By Senator Mike Morrell, 23rd State Senate District
While in recent years our state government has seen record-setting budgets, the same cannot be said, unfortunately, for working Californians and small businesses. Their hard-earned money does not go as far as it should, meaning that families and entrepreneurs have less to invest in their futures.
High taxes and extensive regulations discourage businesses from opening or investing here. It is the reason that for 12 years straight, California has been named the worst state for business in CEO surveys taken by Chief Executive Magazine.
However, attempts to increase taxes are well underway. Despite the fact that California drivers already pay some of the highest gas taxes in the country for deteriorating roads, legislative Democrats have started pushing for additional gas taxes and vehicle fees.
Among the tax and fee increases included in the current proposal:
- Gasoline excise tax: 12 cents per gallon, phased in over three years
- Price-based excise tax: 7.5 cents per gallon
- Diesel excise tax: 20 cents per gallon
- Diesel sales tax: 4% per gallon
- Vehicle Registration Fee: $38 per vehicle annually
Californians already pay enough for the services and programs they expect. Reforms and efficiencies should first be made with existing resources.
Along with pinching household budgets, these proposed increases will also drive up the cost of doing business here. With the threat of another recession always looming, the focus rather needs to be on effectively growing our economy and fostering a business environment that inspires confidence in job creators.
To this end I have authored legislation aimed at making California more business-friendly. Senate Bill 248 would lower the minimum franchise tax paid by new small businesses from $800 to $400. Senate Bill 555 would require that any regulation adopted by a state agency be reviewed five years after implementation.
Both measures are important steps in strengthening our state’s economy.
At the same time, any progress we make on this front can only be sustained if we continue paying down the hundreds of billions of dollars the state owes in public pensions and other obligations.
Absent major reforms, the debt situation is only going to get worse. Groups like the American Legislative Exchange Council peg our statewide unfunded liabilities at almost a trillion dollars.

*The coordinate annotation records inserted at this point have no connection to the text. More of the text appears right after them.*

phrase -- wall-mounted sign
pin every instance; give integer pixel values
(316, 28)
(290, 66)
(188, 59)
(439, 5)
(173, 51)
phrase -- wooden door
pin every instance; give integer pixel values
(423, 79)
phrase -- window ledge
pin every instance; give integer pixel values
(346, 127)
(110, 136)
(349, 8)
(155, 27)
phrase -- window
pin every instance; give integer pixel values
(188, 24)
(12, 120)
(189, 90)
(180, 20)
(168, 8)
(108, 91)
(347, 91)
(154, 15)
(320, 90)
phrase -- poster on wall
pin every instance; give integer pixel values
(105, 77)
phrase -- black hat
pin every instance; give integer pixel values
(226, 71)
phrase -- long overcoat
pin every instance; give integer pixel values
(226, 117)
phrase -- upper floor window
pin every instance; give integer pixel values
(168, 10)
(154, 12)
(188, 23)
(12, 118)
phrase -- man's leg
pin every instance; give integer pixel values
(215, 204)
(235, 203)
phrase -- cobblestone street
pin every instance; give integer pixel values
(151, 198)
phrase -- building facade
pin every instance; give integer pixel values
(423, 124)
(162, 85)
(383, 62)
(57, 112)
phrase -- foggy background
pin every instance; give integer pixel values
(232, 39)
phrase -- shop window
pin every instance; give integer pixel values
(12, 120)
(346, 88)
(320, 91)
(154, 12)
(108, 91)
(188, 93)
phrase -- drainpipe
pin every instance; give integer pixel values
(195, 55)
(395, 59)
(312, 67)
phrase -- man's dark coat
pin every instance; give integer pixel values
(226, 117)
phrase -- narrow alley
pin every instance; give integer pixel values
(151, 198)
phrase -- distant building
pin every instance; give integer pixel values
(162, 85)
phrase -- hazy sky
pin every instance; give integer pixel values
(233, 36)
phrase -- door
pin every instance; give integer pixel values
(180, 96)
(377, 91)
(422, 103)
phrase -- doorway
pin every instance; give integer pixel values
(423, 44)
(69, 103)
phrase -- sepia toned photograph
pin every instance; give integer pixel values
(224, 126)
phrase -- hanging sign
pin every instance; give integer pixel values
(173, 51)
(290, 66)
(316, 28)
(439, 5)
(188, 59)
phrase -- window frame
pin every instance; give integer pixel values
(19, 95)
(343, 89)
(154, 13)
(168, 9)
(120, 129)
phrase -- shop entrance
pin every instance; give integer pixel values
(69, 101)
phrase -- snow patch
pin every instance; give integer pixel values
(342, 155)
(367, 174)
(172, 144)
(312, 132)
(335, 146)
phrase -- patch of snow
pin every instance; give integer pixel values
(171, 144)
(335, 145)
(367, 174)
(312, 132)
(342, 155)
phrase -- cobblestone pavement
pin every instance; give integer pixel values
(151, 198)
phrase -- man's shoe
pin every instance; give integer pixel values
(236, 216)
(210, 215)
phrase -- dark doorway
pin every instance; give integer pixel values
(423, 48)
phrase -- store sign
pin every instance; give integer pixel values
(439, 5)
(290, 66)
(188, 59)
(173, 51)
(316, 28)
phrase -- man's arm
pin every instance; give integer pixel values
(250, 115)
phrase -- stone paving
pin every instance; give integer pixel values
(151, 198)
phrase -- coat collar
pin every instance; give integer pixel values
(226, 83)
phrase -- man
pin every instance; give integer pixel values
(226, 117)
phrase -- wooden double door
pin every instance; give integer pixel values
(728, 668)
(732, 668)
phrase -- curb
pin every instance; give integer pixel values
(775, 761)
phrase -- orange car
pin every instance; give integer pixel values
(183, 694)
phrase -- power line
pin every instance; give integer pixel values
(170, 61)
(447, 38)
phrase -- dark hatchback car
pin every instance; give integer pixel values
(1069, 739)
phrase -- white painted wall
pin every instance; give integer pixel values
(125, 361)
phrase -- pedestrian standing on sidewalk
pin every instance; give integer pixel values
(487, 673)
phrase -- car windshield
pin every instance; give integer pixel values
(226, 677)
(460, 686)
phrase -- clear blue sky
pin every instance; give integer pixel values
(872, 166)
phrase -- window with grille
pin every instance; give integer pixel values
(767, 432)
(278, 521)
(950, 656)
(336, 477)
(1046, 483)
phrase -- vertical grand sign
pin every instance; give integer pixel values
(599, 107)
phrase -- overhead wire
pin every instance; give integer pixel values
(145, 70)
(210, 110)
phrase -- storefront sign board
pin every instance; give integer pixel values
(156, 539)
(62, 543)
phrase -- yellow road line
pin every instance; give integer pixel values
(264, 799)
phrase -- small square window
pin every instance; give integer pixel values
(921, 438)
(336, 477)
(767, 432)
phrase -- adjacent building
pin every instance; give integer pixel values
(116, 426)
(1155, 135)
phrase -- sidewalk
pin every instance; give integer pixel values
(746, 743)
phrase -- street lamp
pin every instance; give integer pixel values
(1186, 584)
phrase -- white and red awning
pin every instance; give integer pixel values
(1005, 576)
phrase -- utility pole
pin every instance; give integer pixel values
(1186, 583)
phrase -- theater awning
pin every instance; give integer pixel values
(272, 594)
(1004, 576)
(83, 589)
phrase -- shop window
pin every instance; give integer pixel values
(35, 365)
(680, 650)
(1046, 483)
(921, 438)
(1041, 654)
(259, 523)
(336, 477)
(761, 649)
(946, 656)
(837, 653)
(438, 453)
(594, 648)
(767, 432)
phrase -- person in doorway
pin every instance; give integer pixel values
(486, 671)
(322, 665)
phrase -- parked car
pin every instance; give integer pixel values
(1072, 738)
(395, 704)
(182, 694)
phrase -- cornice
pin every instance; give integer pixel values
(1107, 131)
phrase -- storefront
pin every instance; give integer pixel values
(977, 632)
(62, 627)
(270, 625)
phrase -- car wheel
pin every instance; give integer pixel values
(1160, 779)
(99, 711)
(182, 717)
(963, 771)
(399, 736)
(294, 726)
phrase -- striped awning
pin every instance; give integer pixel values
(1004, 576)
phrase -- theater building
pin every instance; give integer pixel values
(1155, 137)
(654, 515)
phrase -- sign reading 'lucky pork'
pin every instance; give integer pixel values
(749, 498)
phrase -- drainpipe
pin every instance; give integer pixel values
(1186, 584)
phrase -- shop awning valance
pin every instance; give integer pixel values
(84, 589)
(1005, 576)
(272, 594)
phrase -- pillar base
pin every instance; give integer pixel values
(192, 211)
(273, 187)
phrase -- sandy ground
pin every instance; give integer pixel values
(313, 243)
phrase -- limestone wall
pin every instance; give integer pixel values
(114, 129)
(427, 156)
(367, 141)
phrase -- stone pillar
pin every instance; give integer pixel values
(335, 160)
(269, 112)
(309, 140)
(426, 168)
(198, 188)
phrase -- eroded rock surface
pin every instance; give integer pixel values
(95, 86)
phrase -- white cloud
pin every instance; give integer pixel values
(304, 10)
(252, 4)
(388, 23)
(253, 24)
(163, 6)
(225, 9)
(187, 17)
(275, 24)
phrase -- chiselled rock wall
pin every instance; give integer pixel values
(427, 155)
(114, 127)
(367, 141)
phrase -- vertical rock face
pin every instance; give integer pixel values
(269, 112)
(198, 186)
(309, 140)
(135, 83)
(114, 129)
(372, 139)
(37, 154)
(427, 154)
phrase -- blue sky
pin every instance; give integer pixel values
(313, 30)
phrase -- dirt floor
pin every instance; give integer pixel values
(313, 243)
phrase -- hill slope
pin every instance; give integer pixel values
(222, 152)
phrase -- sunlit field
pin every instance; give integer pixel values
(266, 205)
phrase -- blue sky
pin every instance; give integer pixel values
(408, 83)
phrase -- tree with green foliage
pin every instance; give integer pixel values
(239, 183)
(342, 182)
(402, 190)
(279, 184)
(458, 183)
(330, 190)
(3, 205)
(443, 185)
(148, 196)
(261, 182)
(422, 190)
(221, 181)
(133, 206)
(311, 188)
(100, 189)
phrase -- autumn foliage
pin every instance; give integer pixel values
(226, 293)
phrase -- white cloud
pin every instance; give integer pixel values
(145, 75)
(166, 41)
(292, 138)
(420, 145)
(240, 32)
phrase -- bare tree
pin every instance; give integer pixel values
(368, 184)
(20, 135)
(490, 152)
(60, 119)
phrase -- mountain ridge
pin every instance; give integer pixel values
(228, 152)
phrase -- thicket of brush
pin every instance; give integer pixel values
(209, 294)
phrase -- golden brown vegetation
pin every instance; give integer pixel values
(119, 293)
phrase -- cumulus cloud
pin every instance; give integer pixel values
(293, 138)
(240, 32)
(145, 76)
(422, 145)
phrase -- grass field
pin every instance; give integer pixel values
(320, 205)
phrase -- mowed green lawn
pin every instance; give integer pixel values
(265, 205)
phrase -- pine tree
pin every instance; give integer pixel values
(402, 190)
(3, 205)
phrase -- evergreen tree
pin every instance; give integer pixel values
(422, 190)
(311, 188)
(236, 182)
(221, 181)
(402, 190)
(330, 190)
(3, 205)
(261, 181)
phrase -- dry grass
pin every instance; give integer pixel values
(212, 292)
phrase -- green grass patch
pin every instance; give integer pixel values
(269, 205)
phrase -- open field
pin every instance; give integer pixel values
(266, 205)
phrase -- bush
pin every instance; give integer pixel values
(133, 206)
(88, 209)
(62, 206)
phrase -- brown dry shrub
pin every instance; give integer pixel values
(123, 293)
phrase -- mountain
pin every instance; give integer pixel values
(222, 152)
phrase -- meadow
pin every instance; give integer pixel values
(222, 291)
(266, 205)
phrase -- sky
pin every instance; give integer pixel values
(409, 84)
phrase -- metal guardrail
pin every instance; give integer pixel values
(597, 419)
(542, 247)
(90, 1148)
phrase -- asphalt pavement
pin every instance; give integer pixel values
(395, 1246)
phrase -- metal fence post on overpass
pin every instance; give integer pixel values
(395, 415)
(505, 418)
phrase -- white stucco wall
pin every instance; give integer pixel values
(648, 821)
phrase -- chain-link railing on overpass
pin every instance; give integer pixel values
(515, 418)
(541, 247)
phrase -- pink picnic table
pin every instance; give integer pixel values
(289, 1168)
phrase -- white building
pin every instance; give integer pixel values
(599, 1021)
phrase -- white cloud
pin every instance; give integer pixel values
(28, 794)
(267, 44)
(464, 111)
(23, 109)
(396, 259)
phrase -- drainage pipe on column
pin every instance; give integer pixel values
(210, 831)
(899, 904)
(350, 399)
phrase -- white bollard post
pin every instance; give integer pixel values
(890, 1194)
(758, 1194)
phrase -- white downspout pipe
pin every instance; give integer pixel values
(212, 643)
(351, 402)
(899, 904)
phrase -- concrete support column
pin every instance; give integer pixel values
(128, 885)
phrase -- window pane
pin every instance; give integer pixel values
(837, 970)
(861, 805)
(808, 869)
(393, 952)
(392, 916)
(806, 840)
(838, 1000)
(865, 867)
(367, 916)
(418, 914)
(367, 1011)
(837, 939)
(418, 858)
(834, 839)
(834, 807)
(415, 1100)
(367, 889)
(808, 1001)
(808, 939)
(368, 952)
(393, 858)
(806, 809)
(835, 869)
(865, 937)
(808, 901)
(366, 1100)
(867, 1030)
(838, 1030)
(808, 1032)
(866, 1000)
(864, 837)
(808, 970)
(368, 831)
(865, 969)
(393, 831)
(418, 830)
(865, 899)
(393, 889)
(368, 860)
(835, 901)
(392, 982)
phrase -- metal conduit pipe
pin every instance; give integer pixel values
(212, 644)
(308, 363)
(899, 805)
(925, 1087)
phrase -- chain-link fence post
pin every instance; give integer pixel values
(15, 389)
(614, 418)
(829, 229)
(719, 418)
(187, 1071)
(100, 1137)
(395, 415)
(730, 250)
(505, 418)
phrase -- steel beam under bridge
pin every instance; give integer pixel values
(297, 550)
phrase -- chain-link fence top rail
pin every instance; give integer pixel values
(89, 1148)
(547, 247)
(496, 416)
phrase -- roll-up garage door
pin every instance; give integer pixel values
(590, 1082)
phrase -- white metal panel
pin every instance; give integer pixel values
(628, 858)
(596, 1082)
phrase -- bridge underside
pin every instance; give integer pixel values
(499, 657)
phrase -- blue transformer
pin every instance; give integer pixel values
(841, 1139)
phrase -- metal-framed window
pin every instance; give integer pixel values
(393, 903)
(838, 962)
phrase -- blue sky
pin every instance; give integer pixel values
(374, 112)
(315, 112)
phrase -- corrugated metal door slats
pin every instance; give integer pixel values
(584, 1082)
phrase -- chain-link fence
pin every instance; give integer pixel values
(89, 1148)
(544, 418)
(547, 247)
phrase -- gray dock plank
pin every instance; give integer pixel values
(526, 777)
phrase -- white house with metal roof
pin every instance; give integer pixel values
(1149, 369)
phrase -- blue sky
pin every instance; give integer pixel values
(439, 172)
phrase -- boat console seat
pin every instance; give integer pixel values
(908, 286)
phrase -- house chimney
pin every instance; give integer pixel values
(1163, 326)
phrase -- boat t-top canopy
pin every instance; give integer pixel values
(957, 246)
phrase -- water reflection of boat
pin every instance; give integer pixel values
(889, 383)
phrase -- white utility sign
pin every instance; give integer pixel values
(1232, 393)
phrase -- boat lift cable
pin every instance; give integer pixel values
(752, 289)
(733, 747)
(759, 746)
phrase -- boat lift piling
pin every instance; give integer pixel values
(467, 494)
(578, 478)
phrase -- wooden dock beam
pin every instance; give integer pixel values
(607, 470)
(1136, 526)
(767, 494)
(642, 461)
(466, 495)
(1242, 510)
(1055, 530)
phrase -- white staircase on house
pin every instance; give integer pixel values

Consider that for the 2015-16 fiscal year, the California Public Employees Retirement System (CalPERS) planned for a 7.5% rate of return on its investments. However, it only managed to achieve a 0.6% rate of return. 7% of a $400 billion liability means a shortfall of $28 billion.
Weak investment returns are forcing CalPERS to re-evaluate the soundness of their assumptions. The department will at some point in the future have to admit that investments alone may not be enough to cover pension costs.
The dual realities of a fragile economic recovery and a public pension fund that is financially unstable put our state in a perpetually precarious situation.
As budget talks get further underway and the legislative year moves forward, the governor and his Democrat colleagues need to recognize that additional taxes would magnify these challenges facing California.
Senator Morrell represents the 23rd State Senate District, which covers portions of Riverside, San Bernardino and Los Angeles counties, including Phelan and Piñon Hills.